Le mémorial de la douleur

Une breve description du mémorial de la douleur

Le mémorial de la douleur est dédié aux victimes de la terreur communiste : c’est l’endroit où l’on a liquidé les élites du pays, et l’on garde vivante la mémoire du totalitarisme, en tant que forme de protestation. Le bâtiment a été construit comme une caserne pendant la Monarchie austro-hongroise et devint plus tard une ville frontalière à côté de l’USSR. Dans les années 1950 il a commencé à accueillir des prisonniers importants, les grandes figures de l’élite politique et culturelle roumaine entre les deux guerres, dont beaucoup sont morts emprisonnés.

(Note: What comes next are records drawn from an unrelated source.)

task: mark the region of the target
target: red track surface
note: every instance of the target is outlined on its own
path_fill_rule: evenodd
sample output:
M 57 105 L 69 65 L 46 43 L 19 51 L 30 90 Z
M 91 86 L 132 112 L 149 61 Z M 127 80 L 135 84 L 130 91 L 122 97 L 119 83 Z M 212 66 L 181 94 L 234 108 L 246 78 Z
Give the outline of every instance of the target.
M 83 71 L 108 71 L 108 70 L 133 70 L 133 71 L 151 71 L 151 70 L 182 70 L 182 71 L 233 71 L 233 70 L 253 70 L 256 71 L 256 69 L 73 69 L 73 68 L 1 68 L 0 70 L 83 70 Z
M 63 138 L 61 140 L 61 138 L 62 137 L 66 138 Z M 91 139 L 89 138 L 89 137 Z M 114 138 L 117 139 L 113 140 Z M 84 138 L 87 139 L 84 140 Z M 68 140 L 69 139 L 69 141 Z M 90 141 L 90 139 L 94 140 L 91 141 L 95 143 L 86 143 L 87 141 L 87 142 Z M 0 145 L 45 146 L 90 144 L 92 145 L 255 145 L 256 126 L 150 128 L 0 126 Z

Les études actuelles estiment à deux millions le nombre de Roumains qui ont été victimes du régime communiste, sous différentes formes : déportés, internés dans des asiles psychiatriques à caractère politique, tués dans des camps et des prisons, prisonniers de guerre, etc. Le Mémorial des Victimes du Communisme et de la Résistance a été aménagé dans l’enceinte de l’ancienne prison de Sighet, qui a fonctionné entre 1945 et 1955 comme centre de détention et d’extermination des opposants du communisme et de l’élite intellectuelle roumaine.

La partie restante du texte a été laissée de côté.